Solving it, though, is another issue, said Green, the hospital association spokesperson.

“We are alarmed this is happening,” she said. “We understand the problem that needs to be solved and the impact to Vermonters and hospitals. This is not good for either of us.”

The hospitals, the Medicare policy advisory group and the care board have floated a number of possible solutions on the state and federal level.

Green says the hospitals do support recommendations to tackle the issue federally, since Medicare dictates these rules.

Other potential changes, like reducing the cost of the charges, would be untenable to many of the state’s small critical access hospitals.

In a letter back to Foster, the CEO of Grace Cottage Family Health and Hospital in Townshend, wrote that even without detailed calculations, the loss of revenue from reducing its charges would “surely bankrupt” the hospital.

It’s a sentiment representatives from nearly all of the state’s eight critical access hospitals voiced.

The problem is not unique to Vermont, but it’s likely heightened here since so many more patients receive care at rural hospitals.

Foster and the care board are pushing for more information by March 16 so that the inequity can be righted for next fiscal year’s budgets.
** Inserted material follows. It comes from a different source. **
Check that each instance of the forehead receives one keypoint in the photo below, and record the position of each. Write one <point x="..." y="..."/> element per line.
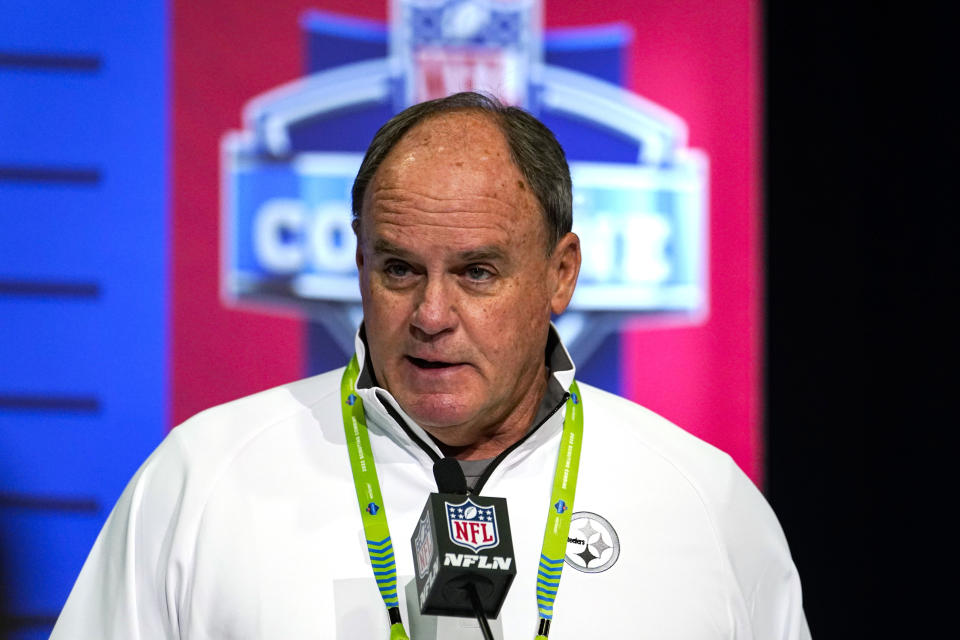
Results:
<point x="458" y="168"/>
The care board has authority to set and enforce hospital budgets but has little sway over a hospital’s agreement with insurers. The state has no authority over federal Medicare rules.

“What cannot happen is delay,” Foster wrote in a subsequent letter. “We already know that rural Vermonters are being charged prices that are neither defensible nor sustainable. It is unacceptable for this to persist into another fiscal year.”